I’ve slept late the past two days—until after 7:00 AM. (That might not seem late to you, but it’s late for me. Also, I’d gone to bed early both evenings, before 9:00 PM, so we’re talking a solid 10 hours of sleep each night.)

This usually means stress. When I’m under stress, I need more sleep.

It’s not necessarily stress. The time just changed, and it may simply be that I’m sleeping until dawn, as I always do. Checking the almanac, sunrise today was at 7:07 AM. So that’s actually a pretty strong contender. Maybe I’m worrying about nothing.

Still, over the years, I’ve noticed that needing extra sleep is often an early sign that I’m under stress. In fact, it’s often the first sign. More than once, it has been greatly to my advantage that I noticed the oversleeping early, and used that clue to spot the sources of stress that had been accumulating at levels just beneath my notice. It let me address them before they blew up into problems. (Another early sign is getting annoyed at bad drivers around me. When other people’s bad driving starts aggravating me, it almost always means I’m actually stressed about something else entirely. That symptom has not yet appeared.)

So, because of my history with spikes in the need for sleep when I’m under stress, I’m looking around for possible stressors. There are plenty. I’ve got a bunch of things to do (the taxes, renewing my passport). Progress on the novel remains slow as I continue plowing through the already-written part. We just got notified that the new owners of the apartment complex are raising the rent by a lot (and want to charge for a bunch of stuff that was previously included in the rent, which would be okay except that the infrastructure to meter that stuff doesn’t exist, so they’d just be making up numbers).

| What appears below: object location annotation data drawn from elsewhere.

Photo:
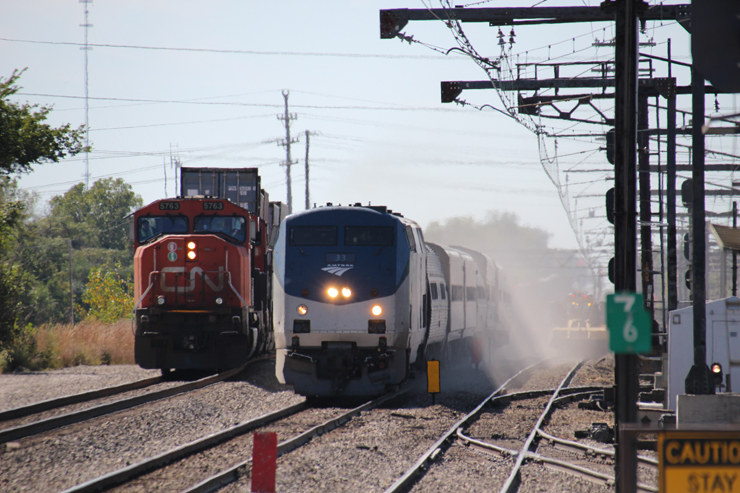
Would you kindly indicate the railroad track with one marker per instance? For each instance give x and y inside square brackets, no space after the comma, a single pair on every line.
[527,453]
[46,424]
[211,442]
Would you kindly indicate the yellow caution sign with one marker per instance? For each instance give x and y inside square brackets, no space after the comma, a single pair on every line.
[433,376]
[699,461]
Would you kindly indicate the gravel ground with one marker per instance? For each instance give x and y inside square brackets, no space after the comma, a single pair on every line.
[22,389]
[367,454]
[71,455]
[373,450]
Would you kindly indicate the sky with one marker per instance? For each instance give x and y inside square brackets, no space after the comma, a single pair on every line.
[202,83]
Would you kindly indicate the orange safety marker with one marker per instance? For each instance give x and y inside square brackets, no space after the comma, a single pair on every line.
[433,378]
[477,352]
[264,462]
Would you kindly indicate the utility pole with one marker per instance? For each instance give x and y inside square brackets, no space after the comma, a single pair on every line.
[699,380]
[287,118]
[71,293]
[308,190]
[734,252]
[86,49]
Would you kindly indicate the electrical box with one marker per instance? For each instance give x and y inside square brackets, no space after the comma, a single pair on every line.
[722,343]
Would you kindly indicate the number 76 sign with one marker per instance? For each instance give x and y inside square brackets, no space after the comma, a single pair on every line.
[629,323]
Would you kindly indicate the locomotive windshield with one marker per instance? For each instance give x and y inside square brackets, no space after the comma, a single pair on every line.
[368,236]
[150,226]
[313,236]
[232,226]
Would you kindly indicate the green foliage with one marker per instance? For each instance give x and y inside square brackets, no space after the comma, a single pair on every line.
[108,295]
[26,139]
[94,217]
[23,352]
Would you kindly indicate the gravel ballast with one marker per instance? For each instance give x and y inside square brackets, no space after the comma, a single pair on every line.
[368,453]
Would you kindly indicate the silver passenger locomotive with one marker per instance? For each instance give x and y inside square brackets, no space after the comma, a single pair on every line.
[359,297]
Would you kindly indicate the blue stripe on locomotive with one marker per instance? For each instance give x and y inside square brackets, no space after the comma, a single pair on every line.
[380,267]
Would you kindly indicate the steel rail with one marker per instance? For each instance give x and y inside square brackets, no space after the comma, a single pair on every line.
[583,472]
[445,440]
[93,412]
[135,470]
[571,445]
[234,473]
[38,407]
[563,466]
[512,482]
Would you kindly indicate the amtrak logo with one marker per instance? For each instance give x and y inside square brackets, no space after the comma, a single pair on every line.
[337,269]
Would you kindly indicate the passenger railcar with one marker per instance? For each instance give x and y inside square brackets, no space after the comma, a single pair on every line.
[201,276]
[359,297]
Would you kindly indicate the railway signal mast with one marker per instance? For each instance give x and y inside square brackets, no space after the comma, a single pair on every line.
[626,14]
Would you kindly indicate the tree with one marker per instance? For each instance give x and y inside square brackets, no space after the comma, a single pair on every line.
[25,139]
[108,294]
[95,217]
[15,283]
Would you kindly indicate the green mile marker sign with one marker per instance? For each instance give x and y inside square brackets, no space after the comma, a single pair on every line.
[629,323]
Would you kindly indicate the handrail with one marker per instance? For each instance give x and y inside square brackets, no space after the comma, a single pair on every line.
[133,318]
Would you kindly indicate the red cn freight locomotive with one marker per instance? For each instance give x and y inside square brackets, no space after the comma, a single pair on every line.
[202,271]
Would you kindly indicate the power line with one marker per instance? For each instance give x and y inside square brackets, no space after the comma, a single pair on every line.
[237,52]
[234,103]
[287,118]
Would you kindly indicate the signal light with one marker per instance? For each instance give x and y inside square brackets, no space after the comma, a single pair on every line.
[191,251]
[610,205]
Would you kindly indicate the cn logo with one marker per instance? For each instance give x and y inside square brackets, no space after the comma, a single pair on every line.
[337,270]
[191,287]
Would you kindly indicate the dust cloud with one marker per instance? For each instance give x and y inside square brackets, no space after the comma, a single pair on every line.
[540,280]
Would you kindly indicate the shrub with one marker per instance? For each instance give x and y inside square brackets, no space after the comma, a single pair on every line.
[108,294]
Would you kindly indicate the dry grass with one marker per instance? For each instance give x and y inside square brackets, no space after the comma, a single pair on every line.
[89,343]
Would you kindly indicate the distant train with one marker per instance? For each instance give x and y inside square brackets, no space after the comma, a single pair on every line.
[202,272]
[359,297]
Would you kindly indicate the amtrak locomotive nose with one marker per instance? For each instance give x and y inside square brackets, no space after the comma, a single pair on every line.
[358,297]
[337,312]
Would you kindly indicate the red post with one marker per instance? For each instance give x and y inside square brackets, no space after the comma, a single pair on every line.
[264,462]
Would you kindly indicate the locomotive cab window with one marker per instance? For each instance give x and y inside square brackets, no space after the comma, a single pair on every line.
[147,227]
[410,238]
[433,287]
[234,227]
[368,236]
[313,236]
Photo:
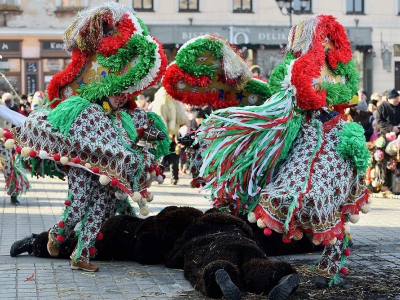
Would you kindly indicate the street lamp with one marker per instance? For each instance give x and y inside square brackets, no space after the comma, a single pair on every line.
[289,8]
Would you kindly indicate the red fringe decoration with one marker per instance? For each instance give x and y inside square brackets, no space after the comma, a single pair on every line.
[64,77]
[308,66]
[305,69]
[174,74]
[110,45]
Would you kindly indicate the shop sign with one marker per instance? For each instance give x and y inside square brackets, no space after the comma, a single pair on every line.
[52,46]
[10,46]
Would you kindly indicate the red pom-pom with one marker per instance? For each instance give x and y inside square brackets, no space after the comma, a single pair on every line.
[92,250]
[8,135]
[140,131]
[267,231]
[346,252]
[99,236]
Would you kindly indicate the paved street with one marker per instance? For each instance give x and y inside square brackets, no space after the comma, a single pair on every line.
[376,238]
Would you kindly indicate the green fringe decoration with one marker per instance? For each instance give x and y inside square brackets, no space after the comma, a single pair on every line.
[62,117]
[225,142]
[144,27]
[127,123]
[113,84]
[162,146]
[352,145]
[187,57]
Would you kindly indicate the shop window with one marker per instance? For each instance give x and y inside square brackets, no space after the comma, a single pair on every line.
[242,6]
[297,7]
[9,9]
[14,80]
[355,7]
[189,5]
[143,5]
[52,66]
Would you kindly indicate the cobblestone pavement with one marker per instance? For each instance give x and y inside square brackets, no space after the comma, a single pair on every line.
[376,249]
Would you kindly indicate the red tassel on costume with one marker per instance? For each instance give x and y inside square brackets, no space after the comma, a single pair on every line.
[92,250]
[346,252]
[99,236]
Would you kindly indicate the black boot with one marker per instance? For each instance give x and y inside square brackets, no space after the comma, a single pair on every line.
[14,200]
[228,288]
[24,245]
[285,287]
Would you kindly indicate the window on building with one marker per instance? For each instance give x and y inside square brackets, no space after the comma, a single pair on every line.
[242,6]
[9,2]
[143,5]
[297,6]
[188,5]
[72,3]
[355,6]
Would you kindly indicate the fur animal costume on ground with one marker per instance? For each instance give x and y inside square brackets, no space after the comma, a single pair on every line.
[209,71]
[91,127]
[291,164]
[185,238]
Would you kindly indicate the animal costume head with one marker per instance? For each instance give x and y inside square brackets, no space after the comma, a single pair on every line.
[210,71]
[112,54]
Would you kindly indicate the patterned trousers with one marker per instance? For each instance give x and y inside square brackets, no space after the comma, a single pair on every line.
[89,203]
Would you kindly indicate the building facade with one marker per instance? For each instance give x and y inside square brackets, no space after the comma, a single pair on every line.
[31,33]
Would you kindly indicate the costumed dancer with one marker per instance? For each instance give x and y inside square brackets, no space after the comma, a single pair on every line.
[16,180]
[92,126]
[210,71]
[291,164]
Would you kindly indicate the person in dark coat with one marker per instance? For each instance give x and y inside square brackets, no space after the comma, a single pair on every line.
[388,114]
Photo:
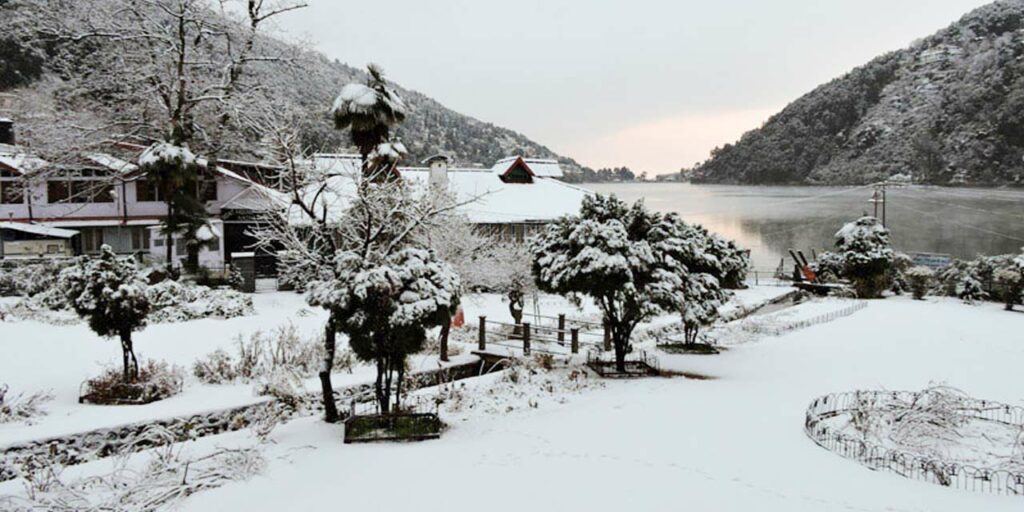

Finances are perennially tight, with returns to capital being what they’ve been since 2007.

So, I’ll take steps to address a bunch of those. A few are very small tasks, and have only been put off because they’re multi-step projects (get picture, fill out form, send it in) and I haven’t been organized to get all the steps taken care of. Others, such as investigating other apartments, are obviously huge sinkholes of time.

Stress is cumulative. Hopefully, taking care of some of the little things promptly can free up some energy to take care of the big things more calmly.